Accelerated single-node Kubernetes with microk8s, Kubeflow, and RAPIDS.ai

The fundamental value proposition of Kubernetes is that it can provide an abstraction layer for distributed applications on any infrastructure. This depends on the intersection of two partial myths:

Kubernetes consistently provides every essential service that distributed applications need, and
Kubernetes can run equally well on different cloud footprints, in a datacenter, or on a single node.

There’s some reflection of the truth in these myths. Vanilla upstream Kubernetes provides many important primitives for distributed applications — but not everything — and individual Kubernetes distributions typically bundle services to address the gaps. While it is technically possible to run Kubernetes on a single node by installing a specialized distribution, most of the solutions are rough around the edges, and if you want true portability, you’ll need to run the same Kubernetes distribution on your workstation (or laptop) and in your datacenter.

Since I’m more interested in developing tools that could be ported to a variety of Kubernetes distributions than I am with developing an application that is absolutely reproducible across multiple footprints in a single organization without additional effort, I have the flexibility to choose any single-node distribution of Kubernetes for local use.

I’ve been impressed with the setup and user experience of microk8s for a long time and used to run it (in a VM) on my old MacBook.
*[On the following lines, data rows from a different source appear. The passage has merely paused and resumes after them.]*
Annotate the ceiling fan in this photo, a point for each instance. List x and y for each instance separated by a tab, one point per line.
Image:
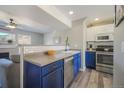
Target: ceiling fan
11	24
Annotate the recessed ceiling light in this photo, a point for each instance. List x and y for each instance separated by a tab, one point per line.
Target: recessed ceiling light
71	12
96	19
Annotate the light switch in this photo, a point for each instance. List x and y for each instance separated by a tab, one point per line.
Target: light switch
122	47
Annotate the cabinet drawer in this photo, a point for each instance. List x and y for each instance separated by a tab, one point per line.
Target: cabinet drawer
49	68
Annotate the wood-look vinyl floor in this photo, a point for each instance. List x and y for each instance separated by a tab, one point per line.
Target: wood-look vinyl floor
92	79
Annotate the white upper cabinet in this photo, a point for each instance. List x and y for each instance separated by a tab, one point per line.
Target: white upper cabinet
96	30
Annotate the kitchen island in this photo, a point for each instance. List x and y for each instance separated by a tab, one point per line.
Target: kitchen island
44	71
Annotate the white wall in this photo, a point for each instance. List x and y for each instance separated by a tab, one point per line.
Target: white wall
36	38
75	35
119	56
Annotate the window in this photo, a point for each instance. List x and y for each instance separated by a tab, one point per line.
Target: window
24	39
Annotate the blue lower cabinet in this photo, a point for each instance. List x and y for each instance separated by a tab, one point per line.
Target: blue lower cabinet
90	59
50	76
32	74
54	80
77	64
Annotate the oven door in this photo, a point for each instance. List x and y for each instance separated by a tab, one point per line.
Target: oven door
105	58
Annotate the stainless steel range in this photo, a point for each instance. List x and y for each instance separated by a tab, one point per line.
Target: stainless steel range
104	58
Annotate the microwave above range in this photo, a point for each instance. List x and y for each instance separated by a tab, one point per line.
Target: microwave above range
104	37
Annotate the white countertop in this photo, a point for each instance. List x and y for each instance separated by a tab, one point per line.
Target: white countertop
41	59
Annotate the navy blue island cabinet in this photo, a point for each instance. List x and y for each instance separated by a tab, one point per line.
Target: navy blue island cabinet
49	76
90	58
77	64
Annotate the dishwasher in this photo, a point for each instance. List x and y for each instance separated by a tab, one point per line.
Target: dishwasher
68	71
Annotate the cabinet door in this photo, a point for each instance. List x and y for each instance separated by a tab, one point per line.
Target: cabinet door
54	79
75	67
32	74
79	61
90	59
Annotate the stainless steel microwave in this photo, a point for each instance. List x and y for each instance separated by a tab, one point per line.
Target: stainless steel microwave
104	37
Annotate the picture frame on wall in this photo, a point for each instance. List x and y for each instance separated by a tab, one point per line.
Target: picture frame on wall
119	14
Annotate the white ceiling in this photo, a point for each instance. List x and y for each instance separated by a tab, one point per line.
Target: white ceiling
38	20
34	17
92	11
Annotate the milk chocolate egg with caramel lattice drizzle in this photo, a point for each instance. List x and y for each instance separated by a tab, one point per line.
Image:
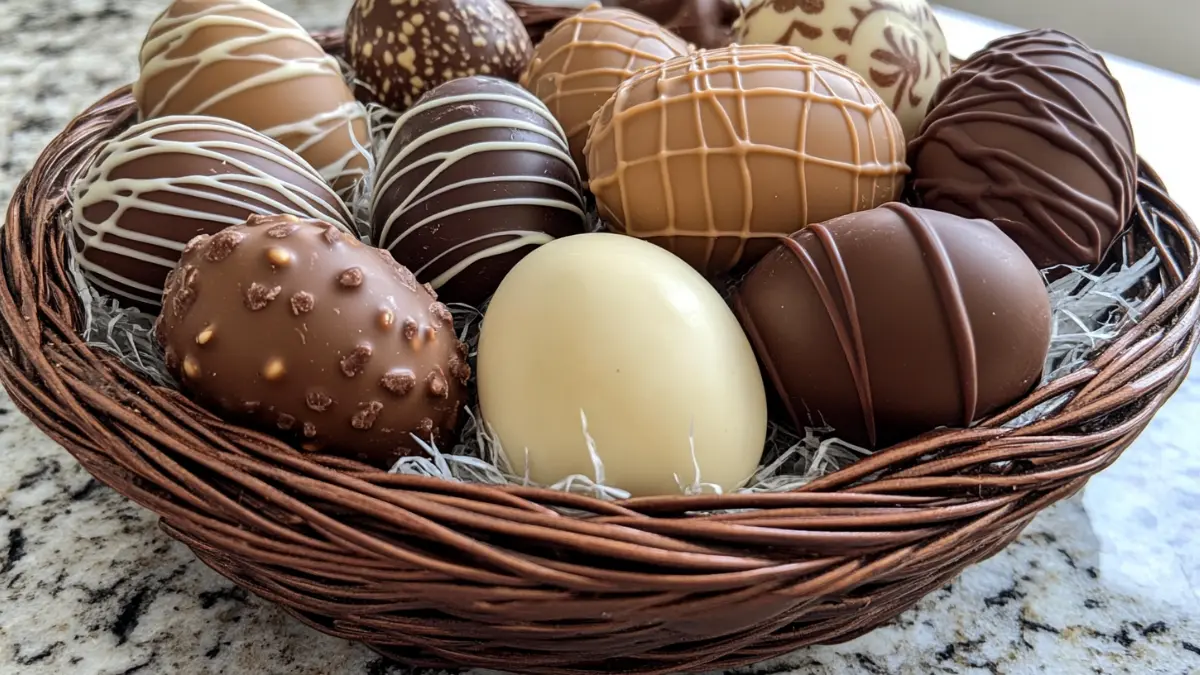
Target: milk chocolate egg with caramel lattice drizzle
472	179
245	61
298	328
166	180
717	154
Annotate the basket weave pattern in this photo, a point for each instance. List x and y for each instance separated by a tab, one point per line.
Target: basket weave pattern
437	573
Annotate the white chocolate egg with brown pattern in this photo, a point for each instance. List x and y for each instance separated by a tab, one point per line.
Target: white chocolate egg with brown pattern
895	45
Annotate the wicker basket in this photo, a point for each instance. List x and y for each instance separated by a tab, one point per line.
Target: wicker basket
439	573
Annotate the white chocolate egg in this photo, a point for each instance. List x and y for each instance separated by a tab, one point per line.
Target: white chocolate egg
895	45
613	340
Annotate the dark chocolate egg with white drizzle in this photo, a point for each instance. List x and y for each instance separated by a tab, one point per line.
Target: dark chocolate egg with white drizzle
473	178
166	180
892	322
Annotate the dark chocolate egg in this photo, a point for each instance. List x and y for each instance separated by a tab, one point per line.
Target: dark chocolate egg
163	181
295	327
474	177
246	61
400	51
891	322
1032	133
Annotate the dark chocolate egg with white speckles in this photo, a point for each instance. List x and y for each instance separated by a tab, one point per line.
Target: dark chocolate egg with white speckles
400	51
297	327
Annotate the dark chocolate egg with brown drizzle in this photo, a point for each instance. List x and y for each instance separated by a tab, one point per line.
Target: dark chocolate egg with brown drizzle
892	322
299	328
1032	133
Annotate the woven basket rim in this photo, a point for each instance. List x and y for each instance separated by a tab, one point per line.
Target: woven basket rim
322	536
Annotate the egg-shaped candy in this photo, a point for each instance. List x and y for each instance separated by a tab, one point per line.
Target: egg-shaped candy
606	344
400	51
897	45
245	61
582	60
299	328
892	322
1032	133
472	179
717	154
166	180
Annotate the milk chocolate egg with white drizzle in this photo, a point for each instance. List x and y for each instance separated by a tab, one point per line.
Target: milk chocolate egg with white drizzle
243	60
473	178
163	181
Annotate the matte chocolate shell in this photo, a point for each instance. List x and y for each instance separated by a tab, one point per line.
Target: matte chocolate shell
1032	133
249	63
582	60
715	155
473	178
400	51
300	329
167	180
892	322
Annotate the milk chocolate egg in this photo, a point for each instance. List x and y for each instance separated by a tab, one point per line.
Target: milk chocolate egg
298	328
606	340
895	45
718	154
1032	133
402	49
891	322
245	61
582	60
472	179
167	180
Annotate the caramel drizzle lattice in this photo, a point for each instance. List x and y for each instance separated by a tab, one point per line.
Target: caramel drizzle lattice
882	159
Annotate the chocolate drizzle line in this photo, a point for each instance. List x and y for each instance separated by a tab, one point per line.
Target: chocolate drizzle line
1000	75
844	317
954	308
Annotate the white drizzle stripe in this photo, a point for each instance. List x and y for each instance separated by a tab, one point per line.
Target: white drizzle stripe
145	142
487	204
174	31
454	156
521	239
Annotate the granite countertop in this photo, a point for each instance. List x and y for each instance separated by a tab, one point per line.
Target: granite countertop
1108	581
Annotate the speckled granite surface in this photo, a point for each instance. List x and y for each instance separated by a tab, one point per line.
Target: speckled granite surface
1108	583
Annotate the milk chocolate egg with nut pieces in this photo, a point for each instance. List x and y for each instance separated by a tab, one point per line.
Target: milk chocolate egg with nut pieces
892	322
582	60
715	155
895	45
300	329
245	61
472	179
606	339
400	51
163	181
1032	133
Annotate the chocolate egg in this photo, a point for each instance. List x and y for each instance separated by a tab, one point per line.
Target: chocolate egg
718	154
1032	133
245	61
163	181
895	45
295	327
603	345
402	49
474	177
582	60
891	322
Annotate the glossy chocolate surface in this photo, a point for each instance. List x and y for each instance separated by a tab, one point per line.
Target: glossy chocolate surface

In this post, I’ll explain how I used microk8s to set up a data science development environment on my workstation, complete with GPU acceleration, Kubeflow, and a notebook image with RAPIDS.ai preloaded.

System setup

I started with a relatively fresh installation of Ubuntu 20.04,¹ and installed CUDA 11.0 from the NVIDIA repository, following these instructions:

wget https://developer.download.nvidia.com/compute/cuda/repos/ubuntu2004/x86_64/cuda-ubuntu2004.pin
sudo mv cuda-ubuntu2004.pin /etc/apt/preferences.d/cuda-repository-pin-600
sudo apt-key adv --fetch-keys https://developer.download.nvidia.com/compute/cuda/repos/ubuntu2004/x86_64/7fa2af80.pub
sudo add-apt-repository "deb https://developer.download.nvidia.com/compute/cuda/repos/ubuntu2004/x86_64/ /"
sudo apt-get update
sudo apt-get -y install cuda-11-0

microk8s

I then installed microk8s with snap. There are a few options for versions and channels, but as of late March 2021 the most stable for me was Kubernetes 1.20 (more on this in a bit).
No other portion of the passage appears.